Correlation Between Okta and Infosys
Can any of the company-specific risk be diversified away by investing in both Okta and Infosys at the same time? Although using a correlation coefficient on its own may not help to predict future stock returns, this module helps to understand the diversifiable risk of combining Okta and Infosys into the same portfolio, which is an essential part of the fundamental portfolio management process.
By analyzing existing cross correlation between Okta Inc and Infosys Ltd ADR, you can compare the effects of market volatilities on Okta and Infosys and check how they will diversify away market risk if combined in the same portfolio for a given time horizon. You can also utilize pair trading strategies of matching a long position in Okta with a short position of Infosys. Check out your portfolio center. Please also check ongoing floating volatility patterns of Okta and Infosys.
Diversification Opportunities for Okta and Infosys
Modest diversification
The 3 months correlation between Okta and Infosys is 0.27. Overlapping area represents the amount of risk that can be diversified away by holding Okta Inc and Infosys Ltd ADR in the same portfolio, assuming nothing else is changed. The correlation between historical prices or returns on Infosys Ltd ADR and Okta is a relative statistical measure of the degree to which these equity instruments tend to move together. The correlation coefficient measures the extent to which returns on Okta Inc are associated (or correlated) with Infosys. Values of the correlation coefficient range from -1 to +1, where. The correlation of zero (0) is possible when the price movement of Infosys Ltd ADR has no effect on the direction of Okta i.e., Okta and Infosys go up and down completely randomly.

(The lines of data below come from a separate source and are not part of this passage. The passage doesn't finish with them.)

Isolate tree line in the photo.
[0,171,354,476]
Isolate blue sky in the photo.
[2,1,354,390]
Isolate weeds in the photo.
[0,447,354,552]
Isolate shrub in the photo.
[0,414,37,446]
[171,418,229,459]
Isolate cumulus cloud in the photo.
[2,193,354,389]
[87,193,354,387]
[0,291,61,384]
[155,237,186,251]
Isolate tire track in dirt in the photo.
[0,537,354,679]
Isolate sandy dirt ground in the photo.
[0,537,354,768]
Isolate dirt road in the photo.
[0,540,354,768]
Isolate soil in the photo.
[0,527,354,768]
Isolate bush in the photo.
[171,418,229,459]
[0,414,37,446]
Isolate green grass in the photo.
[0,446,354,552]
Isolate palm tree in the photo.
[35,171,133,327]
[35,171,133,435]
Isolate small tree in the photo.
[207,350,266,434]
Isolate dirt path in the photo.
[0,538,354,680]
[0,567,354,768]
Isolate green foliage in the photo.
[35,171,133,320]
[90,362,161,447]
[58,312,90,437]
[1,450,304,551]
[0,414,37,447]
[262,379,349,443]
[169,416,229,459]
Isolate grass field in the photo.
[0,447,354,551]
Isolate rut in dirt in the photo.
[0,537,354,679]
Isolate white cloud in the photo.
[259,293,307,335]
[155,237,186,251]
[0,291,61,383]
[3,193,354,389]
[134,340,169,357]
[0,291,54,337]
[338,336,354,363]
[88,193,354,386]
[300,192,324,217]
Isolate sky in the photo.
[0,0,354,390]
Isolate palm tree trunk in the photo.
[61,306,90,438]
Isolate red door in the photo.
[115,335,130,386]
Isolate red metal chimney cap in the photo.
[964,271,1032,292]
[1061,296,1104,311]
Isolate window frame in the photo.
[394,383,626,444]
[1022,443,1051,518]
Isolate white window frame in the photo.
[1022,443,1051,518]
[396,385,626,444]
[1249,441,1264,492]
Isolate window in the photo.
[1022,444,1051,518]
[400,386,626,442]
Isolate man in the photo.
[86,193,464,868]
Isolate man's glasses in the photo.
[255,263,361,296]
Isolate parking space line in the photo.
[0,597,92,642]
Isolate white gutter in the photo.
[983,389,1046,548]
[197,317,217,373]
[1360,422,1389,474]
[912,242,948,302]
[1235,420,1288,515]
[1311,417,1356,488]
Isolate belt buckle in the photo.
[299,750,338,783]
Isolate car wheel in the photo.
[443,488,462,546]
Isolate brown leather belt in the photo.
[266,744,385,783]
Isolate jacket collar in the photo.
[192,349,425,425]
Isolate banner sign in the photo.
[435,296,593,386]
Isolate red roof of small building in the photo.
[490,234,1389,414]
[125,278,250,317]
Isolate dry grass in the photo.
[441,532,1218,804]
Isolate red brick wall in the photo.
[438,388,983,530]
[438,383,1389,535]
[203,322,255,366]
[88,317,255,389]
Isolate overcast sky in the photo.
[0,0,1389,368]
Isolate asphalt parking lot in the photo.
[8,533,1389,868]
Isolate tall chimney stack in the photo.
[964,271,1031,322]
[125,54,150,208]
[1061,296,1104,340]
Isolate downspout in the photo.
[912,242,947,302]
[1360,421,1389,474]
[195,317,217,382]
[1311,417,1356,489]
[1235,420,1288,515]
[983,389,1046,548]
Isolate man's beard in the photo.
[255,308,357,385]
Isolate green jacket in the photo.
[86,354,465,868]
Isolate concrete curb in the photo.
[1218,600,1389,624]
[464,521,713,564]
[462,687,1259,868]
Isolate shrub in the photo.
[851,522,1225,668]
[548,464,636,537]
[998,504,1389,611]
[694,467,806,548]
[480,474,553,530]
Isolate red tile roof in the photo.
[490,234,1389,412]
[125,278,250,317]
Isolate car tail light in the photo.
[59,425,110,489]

Pair Corralation between Okta and Infosys
Given the investment horizon of 90 days Okta is expected to generate 1.02 times less return on investment than Infosys. In addition to that, Okta is 1.16 times more volatile than Infosys Ltd ADR. It trades about 0.11 of its total potential returns per unit of risk. Infosys Ltd ADR is currently generating about 0.13 per unit of volatility. If you would invest 2,177 in Infosys Ltd ADR on August 30, 2024 and sell it today you would earn a total of 97.00 from holding Infosys Ltd ADR or generate 4.46% return on investment over 90 days.
Time Period | 3 Months [change] |
Direction | Moves Together |
Strength | Very Weak |
Accuracy | 95.65% |
Values | Daily Returns |
Okta Inc vs. Infosys Ltd ADR
Performance |
Timeline |
Okta Inc |
Infosys Ltd ADR |
Okta and Infosys Volatility Contrast
Predicted Return Density |
Returns |
Pair Trading with Okta and Infosys
The main advantage of trading using opposite Okta and Infosys positions is that it hedges away some unsystematic risk. Because of two separate transactions, even if Okta position performs unexpectedly, Infosys can make up some of the losses. Pair trading also minimizes risk from directional movements in the market. For example, if an entire industry or sector drops because of unexpected headlines, the short position in Infosys will offset losses from the drop in Infosys' long position.The idea behind Okta Inc and Infosys Ltd ADR pairs trading is to make the combined position market-neutral, meaning the overall market's direction will not affect its win or loss (or potential downside or upside). This can be achieved by designing a pairs trade with two highly correlated stocks or equities that operate in a similar space or sector, making it possible to obtain profits through simple and relatively low-risk investment.Infosys vs. The Hackett Group | Infosys vs. Nayax | Infosys vs. Formula Systems 1985 | Infosys vs. Information Services Group |
Check out your portfolio center.Note that this page's information should be used as a complementary analysis to find the right mix of equity instruments to add to your existing portfolios or create a brand new portfolio. You can also try the Price Transformation module to use Price Transformation models to analyze the depth of different equity instruments across global markets.